Le missionnaire, qui travaille avec les migrants, s'occupe d'une communauté à la périphérie de la ville et dirige des programmes de formation dans le diocèse de Niamey, a précisé que c'est le contexte qui influence les choix, guide la réflexion et nous invite à regarder le "fond" du scénario qui implique et affecte la migration. "Tout d'abord, le nombre estimé de migrants, environ 300 millions, auxquels il faut ajouter environ 114 millions de personnes déplacées et de réfugiés. C'est un monde en mouvement ! Les conflits armés sont au moins en partie responsables de ces déplacements, qui génèrent instabilité, insécurité, crises alimentaires et politiques. Des inégalités sociales, économiques et de genre qui ne font que creuser le fossé entre les pays, les continents, les sociétés et les familles. Tout cela, ajoute le prêtre, est indissociable de la crise et de la stratégie du capitalisme qui exploite, dépouille et transforme tout en marchandise. Il exclut, réduit l'autre à une chose, déshumanise".
"Sans cette clé de lecture, on ne peut pas comprendre pourquoi les murs, les barbelés, l'externalisation et la militarisation des frontières ...., tout cela a un impact sur la vie quotidienne et la mobilité des migrants au Sahel et au Niger en particulier".
Au fil des années, nous avons appris que chaque migrant a sa propre migration, irréductible à toute statistique ou "média". Dans notre service d'accueil, nous travaillons principalement avec des migrants de retour... ceux qui ont "échoué" leur projet migratoire, du moins pour le moment.
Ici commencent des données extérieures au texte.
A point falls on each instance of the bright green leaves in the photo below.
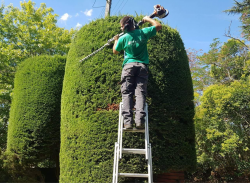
(26, 32)
(222, 125)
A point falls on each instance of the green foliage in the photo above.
(222, 129)
(243, 8)
(89, 130)
(34, 127)
(24, 33)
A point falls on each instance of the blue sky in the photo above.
(198, 21)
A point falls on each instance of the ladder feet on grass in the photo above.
(119, 150)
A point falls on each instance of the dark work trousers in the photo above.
(134, 82)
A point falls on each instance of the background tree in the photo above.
(222, 116)
(90, 102)
(24, 33)
(242, 8)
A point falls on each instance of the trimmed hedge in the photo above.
(34, 128)
(91, 88)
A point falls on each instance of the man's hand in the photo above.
(116, 37)
(146, 19)
(152, 22)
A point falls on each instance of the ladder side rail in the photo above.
(115, 164)
(146, 132)
(119, 124)
(150, 168)
(121, 132)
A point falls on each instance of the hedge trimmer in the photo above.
(159, 12)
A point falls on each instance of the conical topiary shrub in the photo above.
(91, 94)
(34, 128)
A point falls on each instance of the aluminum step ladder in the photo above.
(119, 150)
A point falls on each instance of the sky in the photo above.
(198, 21)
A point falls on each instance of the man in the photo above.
(135, 68)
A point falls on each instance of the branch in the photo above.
(228, 34)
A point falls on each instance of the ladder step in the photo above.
(133, 175)
(133, 130)
(133, 151)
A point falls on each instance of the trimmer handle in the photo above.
(150, 16)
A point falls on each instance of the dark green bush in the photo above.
(34, 128)
(89, 129)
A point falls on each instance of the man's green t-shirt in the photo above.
(134, 44)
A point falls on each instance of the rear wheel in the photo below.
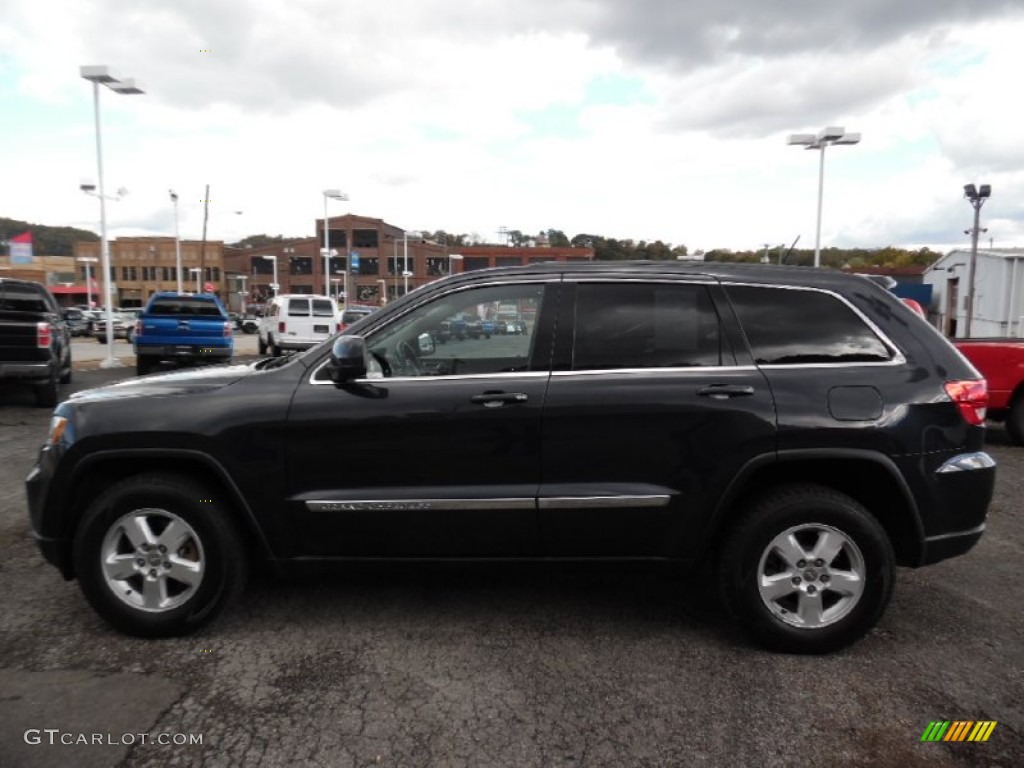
(157, 555)
(807, 570)
(1015, 421)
Il y a les expulsés, les reconduits à la frontière, ceux qui n'ont plus d'argent et qui veulent retourner dans leur pays plus ou moins librement. Et puis il y a les "vieux" migrants qui sont là depuis longtemps, qui ont peu de motivation pour rentrer sans argent ou à cause de leur situation familiale, la honte de l'échec. Ils vivent dans certains quartiers de la ville. D'autres attendent d'être acceptés. Certains attendent l'occasion de retenter leur chance ou de trouver d'autres solutions. Ce sont des chemins et des perspectives différents", conclut-il.